Os policiais militares também passaram a adotar uma espécie de ‘operação-tartaruga’, com aspectos semelhantes ao movimento "Tolerância Zero", deflagrado entre 2008 e 2010. Eles se queixam igualmente da desvalorização salarial. "O governador alega que está em um momento de crise, mas já reajustou o salário dele, da vice-governadora, dos seus apadrinhados que são nomeados quase todos os dias, com salários polpudos. Estão deixando o servidor numa situação de arrocho salarial. Não suportamos maios isso. Mesmo com tudo isso, conseguimos reduzir os índices de violência. E mesmo assim, o governador deixa as nossas instalações sucateadas, sem condições de trabalhar. A pior greve da segurança pública é a da insatisfação. A gente não pode viver nesse clima de pressão", critica o sargento Jorge Vieira, da Associação dos Militares de Sergipe (Amese).
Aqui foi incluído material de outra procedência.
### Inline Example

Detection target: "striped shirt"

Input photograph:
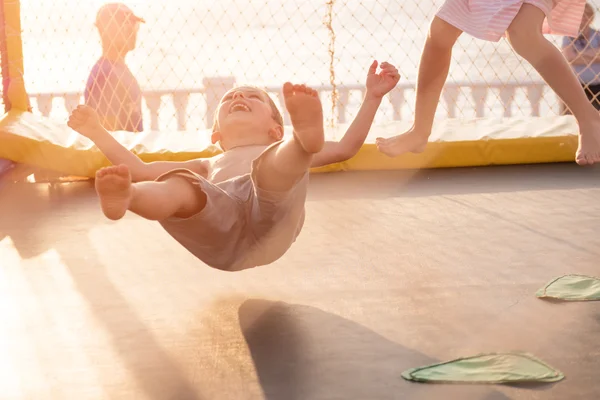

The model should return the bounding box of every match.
[436,0,585,42]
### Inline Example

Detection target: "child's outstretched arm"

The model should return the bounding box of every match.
[67,106,208,182]
[311,61,400,168]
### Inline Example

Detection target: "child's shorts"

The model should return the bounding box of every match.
[436,0,585,42]
[157,142,309,271]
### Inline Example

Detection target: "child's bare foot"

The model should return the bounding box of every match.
[575,121,600,165]
[283,82,325,154]
[375,128,429,157]
[96,165,132,220]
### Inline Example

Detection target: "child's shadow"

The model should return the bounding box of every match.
[239,300,510,400]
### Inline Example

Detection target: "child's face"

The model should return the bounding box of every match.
[212,87,283,149]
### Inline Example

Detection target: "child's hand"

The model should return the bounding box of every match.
[67,106,104,140]
[366,61,400,100]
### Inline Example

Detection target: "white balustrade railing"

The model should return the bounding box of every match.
[29,77,558,130]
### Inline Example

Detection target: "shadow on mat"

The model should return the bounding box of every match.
[308,163,600,201]
[239,299,544,400]
[0,183,202,400]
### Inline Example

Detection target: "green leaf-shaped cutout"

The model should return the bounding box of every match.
[535,275,600,301]
[402,353,564,383]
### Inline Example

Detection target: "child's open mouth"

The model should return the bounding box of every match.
[229,103,250,114]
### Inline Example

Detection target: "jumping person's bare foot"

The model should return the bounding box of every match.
[375,128,429,157]
[96,165,133,220]
[283,82,325,154]
[575,121,600,165]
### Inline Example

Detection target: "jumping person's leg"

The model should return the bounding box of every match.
[377,17,462,157]
[96,165,206,221]
[506,4,600,165]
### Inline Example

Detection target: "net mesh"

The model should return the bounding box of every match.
[8,0,598,131]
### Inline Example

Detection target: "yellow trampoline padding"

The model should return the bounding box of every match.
[0,110,577,177]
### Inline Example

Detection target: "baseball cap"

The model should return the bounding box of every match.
[96,3,146,29]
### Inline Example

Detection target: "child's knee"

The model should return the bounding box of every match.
[427,17,462,50]
[506,4,545,55]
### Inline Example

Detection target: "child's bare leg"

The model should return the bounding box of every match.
[96,165,206,221]
[257,83,325,192]
[507,4,600,165]
[377,17,462,157]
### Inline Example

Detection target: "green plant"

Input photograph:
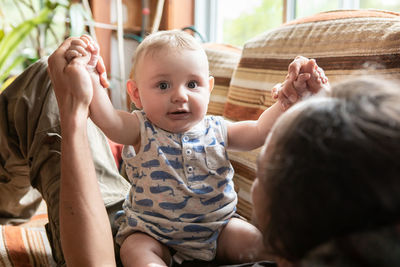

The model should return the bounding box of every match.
[0,0,91,92]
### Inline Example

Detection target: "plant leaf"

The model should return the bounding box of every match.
[0,8,52,73]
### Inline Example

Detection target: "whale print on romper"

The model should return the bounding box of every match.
[116,111,237,260]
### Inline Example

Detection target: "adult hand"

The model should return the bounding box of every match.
[48,37,93,120]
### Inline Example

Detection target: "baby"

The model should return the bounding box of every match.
[65,30,328,266]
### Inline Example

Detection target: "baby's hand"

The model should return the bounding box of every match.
[272,56,330,110]
[65,35,109,88]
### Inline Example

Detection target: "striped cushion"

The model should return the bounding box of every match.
[0,202,56,267]
[204,43,242,115]
[223,10,400,221]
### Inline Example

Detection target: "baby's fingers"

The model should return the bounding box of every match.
[307,65,328,93]
[293,73,311,96]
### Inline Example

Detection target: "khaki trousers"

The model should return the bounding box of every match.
[0,58,129,265]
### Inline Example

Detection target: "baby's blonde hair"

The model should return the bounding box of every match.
[129,30,205,79]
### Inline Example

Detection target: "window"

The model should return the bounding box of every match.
[195,0,400,46]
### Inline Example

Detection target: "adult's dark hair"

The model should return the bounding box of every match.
[259,78,400,261]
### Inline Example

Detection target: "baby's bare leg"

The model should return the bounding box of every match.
[217,218,274,263]
[120,232,171,267]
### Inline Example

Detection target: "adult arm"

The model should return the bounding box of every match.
[48,38,115,266]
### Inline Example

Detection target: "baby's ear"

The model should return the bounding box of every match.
[126,79,143,109]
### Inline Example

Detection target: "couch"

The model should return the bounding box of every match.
[0,10,400,266]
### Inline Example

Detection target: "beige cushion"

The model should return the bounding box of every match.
[223,10,400,221]
[204,43,242,116]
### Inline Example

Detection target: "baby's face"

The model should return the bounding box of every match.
[132,49,213,133]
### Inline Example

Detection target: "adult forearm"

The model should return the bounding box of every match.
[60,114,115,266]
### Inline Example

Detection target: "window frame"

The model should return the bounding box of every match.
[194,0,360,43]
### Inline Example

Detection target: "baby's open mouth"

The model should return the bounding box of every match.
[171,110,187,115]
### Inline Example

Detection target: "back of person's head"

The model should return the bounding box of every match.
[130,30,205,79]
[259,78,400,261]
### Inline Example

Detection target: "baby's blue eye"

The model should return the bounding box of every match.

Em nota, o governo do estado afirmou que "respeita, de forma democrática, toda e qualquer manifestação das categorias de trabalhadores", mas, "infelizmente, devido as grandes dificuldades financeiras pela qual a administração estadual passa, não há espaço financeiro para atender as reivindicações sob pena de não se ter recursos para honrar qualquer tipo de reajuste que impacte na folha de pagamento. Sobre os aumentos salariais concedidos no primeiro escalão, o governo disse que os secretários tiveram um aumento de R$ 1 mil concedidos após 10 anos de salários congelados, enquanto o do governador Belivaldo Chagas seguiu uma lei estadual da década de 1980, que atrela automaticamente o salário do chefe do Executivo aos dos desembargadores do Tribunal de Justiça (TJSE).